# Gods & Generals



## LadyTalia (Oct 4, 2002)

Just had the opportunity to meet Sean Platt who plays the doctor that takes care of Thomas "Stonewall" Jackson as well as Ron Maxwell, the director. They previewed 30 mins of footage from the movie and *wow*! I can't wait! They then told us that Hollywood doesn't think it will work and they need everyone to go on opening weekend who can in order to prove the "money people" wrong. It looks like it will be an amazing movie if you are at all interested in Civil War history! 

LT


----------



## John Corn (Mar 21, 2002)

It looks like an awesome movie. :righton:


----------



## Augie #70 (Apr 24, 2002)

If it is anywhere as good as Gettysburg was I can't wait.


----------



## George_F (Dec 25, 2002)

I'm looking forward to seeing this Lady T. There is alot of historical aspects...and this is where the folks interested in history hang out.

"Gods and Generals" opens this Friday. It is the 226 minute adaptation of the book by Jeff Shaara which covers the Civil War from the John Brown hanging through the battle of Chancellorsville.

Jeff Shaara is the son of Michael Shaara who wrote "The Killer Angels" upon which the Ted Turner produced film "Gettysburg" was based. Mr. Shaara was awarded a Pulitzer Prize for his novel, one which I feel was not at all merited. I found it too lofty in tone and too literal in presentation, flaws which became worse when placed on screen. The movie was further hampered by inexpert direction and stiff performances from most of the actors, a notable exception being Jeff Daniels who did an excellent job as Colonel Chamberlain. Martin Sheen's Lee came across as something of a meek fuddy duddy, Tom Beringer's Longsteeet appeared to be sleepwalking through the battle. Some of the smaller parts were awful, such as the actor portraying Harrison the spy, all broad theatrical gestures and tosses of the head, smirks, shrugs. Far too much of the dialogue was straight forward narrative rather than anything which would pass as normal conversation.

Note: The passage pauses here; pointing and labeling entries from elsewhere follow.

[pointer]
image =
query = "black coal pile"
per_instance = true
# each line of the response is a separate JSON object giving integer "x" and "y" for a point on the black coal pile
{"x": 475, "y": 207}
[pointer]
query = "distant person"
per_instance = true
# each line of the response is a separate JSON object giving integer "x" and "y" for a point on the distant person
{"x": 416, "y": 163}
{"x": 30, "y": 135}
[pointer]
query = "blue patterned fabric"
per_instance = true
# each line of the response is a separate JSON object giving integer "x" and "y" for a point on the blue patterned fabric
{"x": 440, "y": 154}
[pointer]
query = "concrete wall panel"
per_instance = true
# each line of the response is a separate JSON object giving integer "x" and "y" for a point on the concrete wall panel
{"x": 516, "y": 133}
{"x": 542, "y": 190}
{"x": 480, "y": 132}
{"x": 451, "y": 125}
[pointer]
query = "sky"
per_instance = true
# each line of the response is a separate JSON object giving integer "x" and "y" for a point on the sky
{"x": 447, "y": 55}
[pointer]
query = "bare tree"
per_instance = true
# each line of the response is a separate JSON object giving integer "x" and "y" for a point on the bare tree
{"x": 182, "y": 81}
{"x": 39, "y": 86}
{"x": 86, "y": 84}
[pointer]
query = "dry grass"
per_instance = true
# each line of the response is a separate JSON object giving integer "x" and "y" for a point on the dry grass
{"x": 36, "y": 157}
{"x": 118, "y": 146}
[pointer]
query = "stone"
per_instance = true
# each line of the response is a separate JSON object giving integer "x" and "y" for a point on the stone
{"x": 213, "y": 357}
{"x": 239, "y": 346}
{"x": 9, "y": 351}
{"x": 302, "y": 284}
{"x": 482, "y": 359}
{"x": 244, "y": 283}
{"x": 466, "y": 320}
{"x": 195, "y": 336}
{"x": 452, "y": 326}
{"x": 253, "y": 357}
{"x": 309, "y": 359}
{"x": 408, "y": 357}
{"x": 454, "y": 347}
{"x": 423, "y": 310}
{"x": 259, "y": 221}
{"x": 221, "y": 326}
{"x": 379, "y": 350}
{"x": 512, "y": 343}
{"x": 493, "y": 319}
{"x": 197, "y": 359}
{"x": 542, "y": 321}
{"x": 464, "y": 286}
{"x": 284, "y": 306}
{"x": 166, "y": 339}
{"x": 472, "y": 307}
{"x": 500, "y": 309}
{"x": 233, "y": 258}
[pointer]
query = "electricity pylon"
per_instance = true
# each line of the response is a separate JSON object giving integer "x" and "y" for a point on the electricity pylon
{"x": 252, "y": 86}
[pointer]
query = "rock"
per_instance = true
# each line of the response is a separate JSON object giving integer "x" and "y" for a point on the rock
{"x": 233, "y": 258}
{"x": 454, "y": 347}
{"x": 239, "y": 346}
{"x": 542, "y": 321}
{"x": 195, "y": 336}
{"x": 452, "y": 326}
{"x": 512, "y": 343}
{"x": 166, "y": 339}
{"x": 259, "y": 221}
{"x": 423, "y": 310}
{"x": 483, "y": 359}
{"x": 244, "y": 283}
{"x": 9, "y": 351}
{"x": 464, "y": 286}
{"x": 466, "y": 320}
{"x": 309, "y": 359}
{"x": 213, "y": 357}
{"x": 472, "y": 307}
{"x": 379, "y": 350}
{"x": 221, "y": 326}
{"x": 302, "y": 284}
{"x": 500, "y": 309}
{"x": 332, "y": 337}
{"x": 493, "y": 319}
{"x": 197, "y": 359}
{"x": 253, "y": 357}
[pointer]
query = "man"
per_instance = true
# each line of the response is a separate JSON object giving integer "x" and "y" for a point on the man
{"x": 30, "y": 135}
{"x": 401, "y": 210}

The same production team and the same director are behind "Gods and Generals" but I have hopes that it will be a much better movie than "Gettysburg." This is because Jeff Shaara is a much better writer than his late father. "Gods and Generals" is a good read, has a broader scope than "Killer Angels" and avoids the overly reverential tone of that earlier book. Martin Sheen has been replaced as Lee by Robert Duvall for "Gods" and I can't help but thinik that this will be a more interesting portrayal.

I'm geared up and really looking forward to seeing it, even if the character parts of the film don't represent an improvement over "Gettysburg", it is still the first film to attempt stagings of two of the more incredible spectacles of the war....the failed Union assualt on Mayre's Heights during the battle of Fredericksburg, and the successful flank attack by Jackson's Corps at Chancellorsville. That is something I've wanted to see since I was a little kid and first read about these events.

Any thoughts, comments from those who have seen "Gettysburg" or have read the books?


----------